Ich hob langsam den Kopf. Tränen rannen weiterhin meine Wangen hinab, während mein Atem stockend ging, denn meine Kehle war wie zugeschnürt.
»Teagan, sag mir, dass es ein Fehler ist.«
Sie schloss die Augen. Atmete tief ein und aus. Dann öffnete sie die Lider und Trauer huschte über ihr Gesicht.
»Es tut mir leid.«
»Nein!« Ich schlug das verdammte Buch zu und stürzte zur Tür. Bevor ich hindurchrennen konnte, hielt mich Teagan am Arm fest. So sehr, dass Schmerz durch meine Muskeln fuhr. Dennoch kochte die Wut in mir über und ich funkelte sie finster an.
»Lass mich sofort los. Das ist ein Befehl!«
Ohne ihren Griff zu lösen, lächelte sie traurig und entließ ein leises Schnauben.

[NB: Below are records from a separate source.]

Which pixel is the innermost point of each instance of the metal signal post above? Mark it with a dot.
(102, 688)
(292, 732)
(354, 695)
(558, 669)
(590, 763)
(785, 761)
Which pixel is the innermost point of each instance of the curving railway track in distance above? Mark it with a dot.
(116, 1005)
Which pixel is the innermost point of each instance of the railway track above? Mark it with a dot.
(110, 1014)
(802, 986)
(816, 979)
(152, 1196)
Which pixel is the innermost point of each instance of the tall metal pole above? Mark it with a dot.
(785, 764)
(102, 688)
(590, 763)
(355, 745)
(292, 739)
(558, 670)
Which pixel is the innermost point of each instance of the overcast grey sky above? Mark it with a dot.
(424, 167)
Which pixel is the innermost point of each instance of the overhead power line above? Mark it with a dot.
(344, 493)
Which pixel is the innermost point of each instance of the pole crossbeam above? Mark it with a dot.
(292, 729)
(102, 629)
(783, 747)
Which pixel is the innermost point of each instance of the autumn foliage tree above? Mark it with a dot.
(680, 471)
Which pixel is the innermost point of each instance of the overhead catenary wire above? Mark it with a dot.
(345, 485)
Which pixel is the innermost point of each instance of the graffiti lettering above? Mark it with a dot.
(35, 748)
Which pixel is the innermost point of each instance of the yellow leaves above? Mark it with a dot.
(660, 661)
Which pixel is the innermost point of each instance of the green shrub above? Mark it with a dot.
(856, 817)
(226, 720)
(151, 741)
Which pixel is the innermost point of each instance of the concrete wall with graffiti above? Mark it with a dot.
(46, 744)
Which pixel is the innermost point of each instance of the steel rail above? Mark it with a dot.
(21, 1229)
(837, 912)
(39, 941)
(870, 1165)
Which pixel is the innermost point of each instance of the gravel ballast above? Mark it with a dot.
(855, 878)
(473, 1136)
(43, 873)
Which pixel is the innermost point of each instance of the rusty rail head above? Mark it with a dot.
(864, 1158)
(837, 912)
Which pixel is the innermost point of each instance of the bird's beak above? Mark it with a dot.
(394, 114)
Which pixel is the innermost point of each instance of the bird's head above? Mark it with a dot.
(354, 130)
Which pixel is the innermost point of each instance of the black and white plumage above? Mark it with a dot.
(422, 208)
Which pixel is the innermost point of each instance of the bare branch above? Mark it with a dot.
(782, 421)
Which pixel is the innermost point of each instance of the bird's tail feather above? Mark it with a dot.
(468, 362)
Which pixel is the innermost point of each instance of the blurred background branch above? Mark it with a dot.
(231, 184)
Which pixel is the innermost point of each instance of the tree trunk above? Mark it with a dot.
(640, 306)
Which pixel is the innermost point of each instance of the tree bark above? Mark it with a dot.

»Mein Befehl ist es, den Sohn der Präsidentin zu beschützen. Sobald ich eine Gefahr sehe, haben weder du noch deine Mutter das Kommando – sondern ich.«
Erneut schossen mir Tränen in die Augen. Der Raum verschwamm und drehte sich rasend schnell. Kraftlos boxte ich gegen Teagans Schulter, versuchte mich zu befreien. Nur war es vergebens, ihre Kraft überstieg meine bei Weitem.
Sie zog mich in eine feste Umarmung. Ihr Eigengeruch war so prägnant wie nie zuvor. Er durchspülte den gesamten Raum und das Schwindelgefühl nahm mehr und mehr zu.
»Hör mir jetzt genau zu.« Langsam drückte sich mich von sich. Das Weiß ihrer Augen verfinsterte sich zu purer Schwärze. Für einen Augenblick erblickte ich ledrige Flügel an ihrem Rücken, doch als ich blinzelte, waren sie verschwunden.
»Du … Was … Was bist du?«, stotterte ich.
»Ein Sukkubus, aber das spielt jetzt keine Rolle. Willst du mein wahres Wesen diskutieren oder deine Freunde retten?«
»Ich …« Keine Ahnung, was die Antwort darauf war. Beides? Mit offenem Mund starrte ich meine Leibwächterin an.
»Wo sind Oli und Ruby?«, fragte sie mit fester Stimme.
»Beim Feuer. Sie eröffnen es. Ich wollte gleich dorthin.«
»Okay. Hör mir nun wirklich ganz genau zu, Harlow.«
Ich nickte benommen. Spürte, wie ein Tropfen Schweiß meine Stirn hinablief.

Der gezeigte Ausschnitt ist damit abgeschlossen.